Two days after entering intensive care, 33-year-old Tanya Rider is showing some improvement.

Rider suffered a broken collarbone and a dislocated shoulder when her car plunged into a ravine in Redmond, Wash. Doctors say she might have died had she not been wearing her seatbelt. The crash mangled Rider's right leg, but doctors are now optimistic it will heal.

"When you really talk to her really loud, she knows you're there. She knows you love her," her mother Nancy Loe said.

Rider's lungs and pulse have strengthened and relatives say she's squeezing their hands and showing subtle signs of awareness.

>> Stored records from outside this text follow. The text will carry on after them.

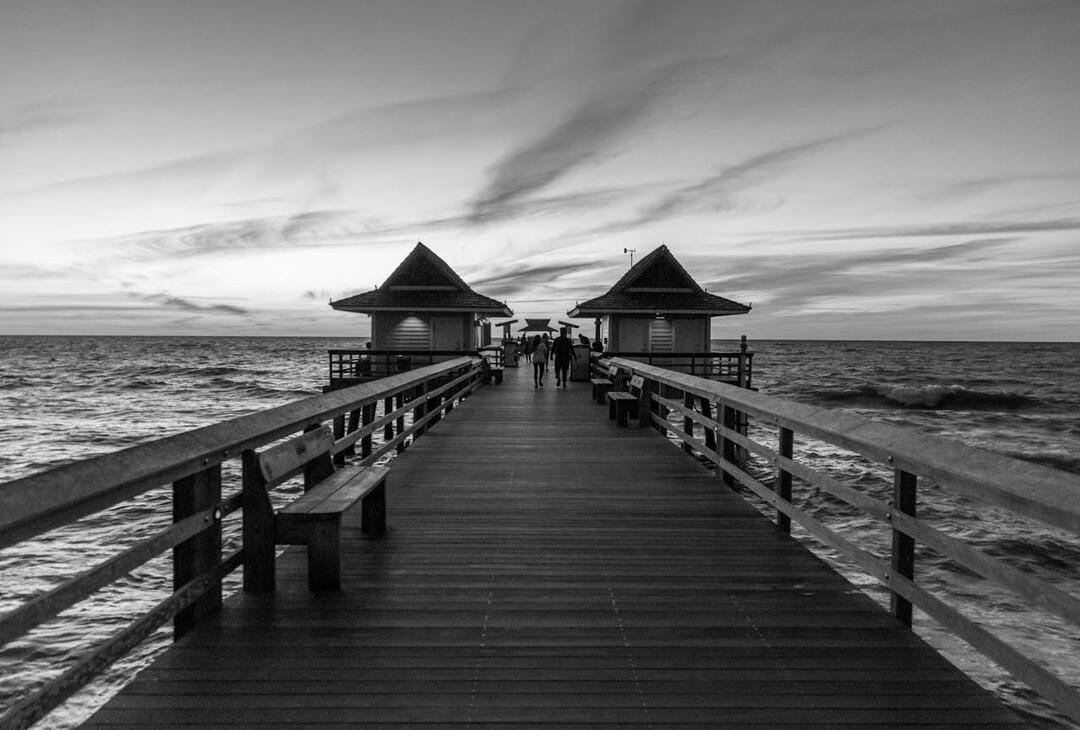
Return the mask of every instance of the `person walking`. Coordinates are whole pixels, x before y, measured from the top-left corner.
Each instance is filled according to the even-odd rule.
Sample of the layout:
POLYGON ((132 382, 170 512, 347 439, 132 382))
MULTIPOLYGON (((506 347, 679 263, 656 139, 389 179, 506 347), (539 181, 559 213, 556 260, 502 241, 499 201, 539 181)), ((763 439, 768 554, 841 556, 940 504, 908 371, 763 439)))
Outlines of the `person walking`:
POLYGON ((532 388, 543 388, 543 374, 548 369, 548 340, 540 335, 532 338, 532 388))
POLYGON ((558 337, 551 343, 551 355, 555 360, 555 387, 566 388, 566 377, 573 360, 573 342, 566 336, 566 327, 558 328, 558 337))

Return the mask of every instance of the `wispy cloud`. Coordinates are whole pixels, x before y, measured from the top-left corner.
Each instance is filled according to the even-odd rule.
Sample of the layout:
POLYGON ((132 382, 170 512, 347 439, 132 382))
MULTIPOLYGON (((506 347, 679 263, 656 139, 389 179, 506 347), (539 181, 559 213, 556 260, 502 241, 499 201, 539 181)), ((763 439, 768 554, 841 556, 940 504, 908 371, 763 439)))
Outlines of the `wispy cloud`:
POLYGON ((243 307, 234 305, 210 303, 203 305, 191 299, 177 297, 171 294, 130 294, 131 297, 140 301, 159 305, 166 309, 177 309, 185 312, 208 312, 217 314, 246 315, 251 312, 243 307))
POLYGON ((794 163, 831 147, 873 134, 880 129, 882 127, 854 130, 755 154, 707 177, 676 186, 673 191, 646 204, 631 218, 609 221, 585 233, 619 233, 661 222, 678 215, 738 211, 741 206, 750 205, 744 201, 752 188, 785 173, 794 163))
POLYGON ((610 263, 590 263, 579 260, 540 265, 517 262, 498 267, 486 276, 471 279, 469 285, 489 297, 514 297, 523 290, 537 288, 540 283, 549 288, 557 288, 562 280, 567 276, 573 276, 575 280, 595 279, 597 274, 607 273, 612 268, 613 265, 610 263))
POLYGON ((78 106, 65 99, 44 99, 15 107, 0 116, 0 147, 11 137, 75 124, 83 118, 78 106))
POLYGON ((380 221, 350 211, 310 211, 292 216, 245 218, 143 231, 105 242, 81 243, 93 244, 95 249, 106 244, 121 257, 161 259, 245 249, 364 245, 374 243, 373 236, 382 235, 389 230, 392 229, 380 221))
POLYGON ((474 224, 511 217, 519 201, 606 154, 613 141, 652 108, 685 67, 670 64, 623 79, 576 108, 539 138, 504 157, 470 205, 474 224))
POLYGON ((956 221, 910 226, 878 226, 865 228, 837 228, 820 231, 795 232, 804 241, 845 241, 861 239, 921 239, 953 235, 1008 235, 1013 233, 1040 233, 1080 230, 1080 218, 1052 220, 986 220, 956 221))

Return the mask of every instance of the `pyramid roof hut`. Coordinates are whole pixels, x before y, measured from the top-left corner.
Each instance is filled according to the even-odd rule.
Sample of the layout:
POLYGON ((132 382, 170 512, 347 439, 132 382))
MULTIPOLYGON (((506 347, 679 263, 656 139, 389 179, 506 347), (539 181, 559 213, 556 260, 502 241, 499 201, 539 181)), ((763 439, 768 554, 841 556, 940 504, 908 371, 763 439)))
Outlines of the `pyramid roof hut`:
POLYGON ((708 352, 712 317, 745 314, 750 306, 705 292, 667 249, 642 258, 598 297, 567 314, 594 317, 596 337, 618 353, 708 352))
POLYGON ((513 314, 503 302, 474 292, 423 243, 416 244, 382 286, 332 301, 330 307, 364 314, 420 311, 473 312, 485 316, 513 314))
POLYGON ((422 243, 382 286, 330 301, 330 307, 369 314, 372 348, 395 352, 475 351, 490 338, 487 317, 513 314, 505 303, 474 292, 422 243))

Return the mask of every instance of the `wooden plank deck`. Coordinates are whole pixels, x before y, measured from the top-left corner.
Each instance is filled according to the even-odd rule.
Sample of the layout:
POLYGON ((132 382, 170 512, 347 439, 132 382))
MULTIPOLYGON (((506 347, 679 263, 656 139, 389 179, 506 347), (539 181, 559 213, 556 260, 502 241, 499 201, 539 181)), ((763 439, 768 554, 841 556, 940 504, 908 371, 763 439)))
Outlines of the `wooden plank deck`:
POLYGON ((1021 725, 588 382, 530 377, 393 462, 339 594, 291 550, 89 725, 1021 725))

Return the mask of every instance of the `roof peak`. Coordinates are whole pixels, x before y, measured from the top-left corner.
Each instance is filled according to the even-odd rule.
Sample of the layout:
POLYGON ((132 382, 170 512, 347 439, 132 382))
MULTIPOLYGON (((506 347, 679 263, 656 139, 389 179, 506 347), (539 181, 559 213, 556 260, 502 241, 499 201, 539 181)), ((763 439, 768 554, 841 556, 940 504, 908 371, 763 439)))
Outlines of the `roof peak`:
POLYGON ((701 285, 693 280, 683 265, 678 262, 675 255, 671 253, 665 244, 650 251, 642 259, 632 266, 619 281, 615 283, 608 294, 624 292, 635 284, 647 288, 689 288, 692 292, 704 292, 701 285))
POLYGON ((461 276, 422 241, 417 241, 408 256, 382 282, 382 288, 395 286, 453 286, 461 292, 472 292, 461 276))

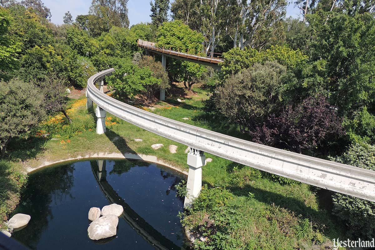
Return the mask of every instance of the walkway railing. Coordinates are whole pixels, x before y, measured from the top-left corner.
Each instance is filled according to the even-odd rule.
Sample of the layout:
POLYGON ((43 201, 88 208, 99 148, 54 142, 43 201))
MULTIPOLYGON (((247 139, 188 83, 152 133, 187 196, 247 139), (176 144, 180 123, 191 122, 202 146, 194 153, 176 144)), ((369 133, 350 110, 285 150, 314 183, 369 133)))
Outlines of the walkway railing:
MULTIPOLYGON (((202 161, 204 162, 204 151, 314 186, 375 201, 375 171, 257 144, 166 118, 122 102, 102 93, 94 85, 114 71, 113 69, 104 70, 88 79, 88 103, 90 104, 91 100, 98 105, 99 112, 97 115, 101 119, 103 118, 102 111, 106 111, 140 127, 190 147, 188 154, 188 186, 189 181, 194 185, 199 181, 200 174, 195 171, 202 166, 202 161), (194 176, 198 181, 194 180, 194 176)), ((98 127, 105 126, 98 119, 98 127)), ((103 129, 99 129, 97 131, 100 132, 103 129)), ((192 187, 196 187, 194 185, 192 187)), ((195 192, 193 194, 196 196, 197 193, 195 192)))
POLYGON ((211 56, 207 56, 206 53, 202 54, 201 52, 195 50, 188 49, 184 51, 180 48, 177 49, 177 51, 171 49, 171 46, 165 47, 164 45, 158 45, 157 43, 152 42, 148 41, 145 41, 138 39, 137 41, 138 46, 141 48, 147 49, 150 50, 160 52, 165 54, 172 55, 177 57, 184 57, 190 59, 205 61, 213 64, 218 64, 222 63, 224 60, 219 58, 218 57, 221 56, 222 54, 218 53, 213 53, 211 56), (214 55, 215 55, 214 57, 214 55))

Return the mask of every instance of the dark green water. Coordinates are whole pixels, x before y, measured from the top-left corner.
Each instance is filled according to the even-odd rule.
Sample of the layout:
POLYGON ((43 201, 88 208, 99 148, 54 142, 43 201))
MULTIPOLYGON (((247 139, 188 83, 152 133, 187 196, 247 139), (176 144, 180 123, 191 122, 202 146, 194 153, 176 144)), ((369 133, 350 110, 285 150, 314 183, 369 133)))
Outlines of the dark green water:
POLYGON ((30 174, 14 213, 31 216, 12 237, 33 249, 181 249, 184 234, 177 215, 183 201, 175 185, 182 178, 144 162, 91 160, 49 167, 30 174), (116 203, 124 213, 117 234, 87 236, 90 208, 116 203))

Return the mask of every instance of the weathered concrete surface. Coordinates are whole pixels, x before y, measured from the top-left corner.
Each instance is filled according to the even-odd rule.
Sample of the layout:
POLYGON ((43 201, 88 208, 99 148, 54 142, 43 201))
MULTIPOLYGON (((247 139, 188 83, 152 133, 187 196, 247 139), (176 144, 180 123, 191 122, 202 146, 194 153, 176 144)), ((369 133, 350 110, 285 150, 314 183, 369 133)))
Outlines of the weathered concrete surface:
POLYGON ((235 162, 324 189, 375 201, 375 171, 297 154, 220 134, 162 117, 100 92, 87 81, 87 94, 99 106, 132 124, 167 139, 235 162))
POLYGON ((112 214, 118 217, 122 214, 123 212, 124 208, 122 206, 117 204, 113 204, 104 206, 102 208, 102 215, 104 216, 112 214))
POLYGON ((91 208, 88 211, 88 219, 93 221, 100 217, 101 211, 99 208, 91 208))
POLYGON ((98 240, 114 236, 117 233, 118 217, 115 215, 100 217, 90 224, 87 229, 88 237, 98 240))

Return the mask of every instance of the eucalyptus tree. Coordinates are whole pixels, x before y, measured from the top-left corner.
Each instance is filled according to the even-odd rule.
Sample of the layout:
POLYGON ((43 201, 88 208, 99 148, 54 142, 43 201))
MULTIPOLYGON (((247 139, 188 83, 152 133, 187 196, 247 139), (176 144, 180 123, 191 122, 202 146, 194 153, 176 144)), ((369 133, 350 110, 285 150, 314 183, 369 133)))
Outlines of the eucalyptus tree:
POLYGON ((151 17, 152 24, 159 27, 164 22, 168 21, 168 10, 169 0, 155 0, 154 3, 151 1, 151 17))
MULTIPOLYGON (((93 0, 90 13, 108 19, 108 25, 128 27, 128 0, 93 0)), ((111 27, 109 27, 108 30, 111 27)))

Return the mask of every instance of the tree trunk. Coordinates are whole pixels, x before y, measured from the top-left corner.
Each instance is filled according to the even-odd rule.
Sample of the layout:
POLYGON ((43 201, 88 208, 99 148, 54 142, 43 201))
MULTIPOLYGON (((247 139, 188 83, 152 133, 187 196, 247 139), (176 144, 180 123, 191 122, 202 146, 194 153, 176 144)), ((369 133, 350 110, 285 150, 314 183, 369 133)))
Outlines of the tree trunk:
POLYGON ((65 112, 65 111, 64 109, 62 109, 61 112, 63 112, 64 115, 66 117, 66 119, 68 119, 68 121, 69 121, 69 123, 71 123, 72 120, 70 119, 70 117, 69 117, 69 116, 68 115, 68 114, 66 114, 66 112, 65 112))
POLYGON ((4 146, 3 147, 3 148, 1 150, 1 159, 3 159, 4 158, 4 157, 5 156, 5 151, 6 151, 6 147, 8 145, 8 144, 9 143, 9 141, 10 140, 10 138, 8 138, 8 139, 6 140, 5 142, 5 144, 4 144, 4 146))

"There's some degree of damage to the muscles, but not an extensive amount so it's still hopeful that she will keep that leg," Dr. Lisa McIntyre said.

For Rider's husband, Tom, relief is tinged with anger. He says police ignored his initial pleas for help and wasted valuable time scrutinizing him.

"When the husband says, 'Something's wrong, my wife's missing, this isn't normal,' why doesn't that meet the criteria for a missing persons search?" Rider asked.

But law enforcement experts say it's routine for agencies to vigorously vet missing persons claims before committing resources.

Rider said he tried to report her as a missing person early on and didn't get much traction with the authorities "because she's an adult and can go where she wants to."

He said authorities finally began to search after his second attempt to contact them for assistance.

"An officer came out and kind of had the attitude like they weren't going to do much," he said. "So then I kind of made his jaw drop when I told him to go search the house and get that over with."

In the days that his wife was missing, Rider said he developed several theories on her disappearance.

"I thought maybe somebody wanted her car more than her," he said. "Or maybe I just made her mad. I don't know. I didn't know what to think."

"Law enforcement is not a finite entity, and they only have so many people, and they have to prioritize," ABC News consultant Brad Garrett said.

The cause of the crash remains unknown, though authorities and Rider's husband suspect she may have simply fallen asleep behind the wheel.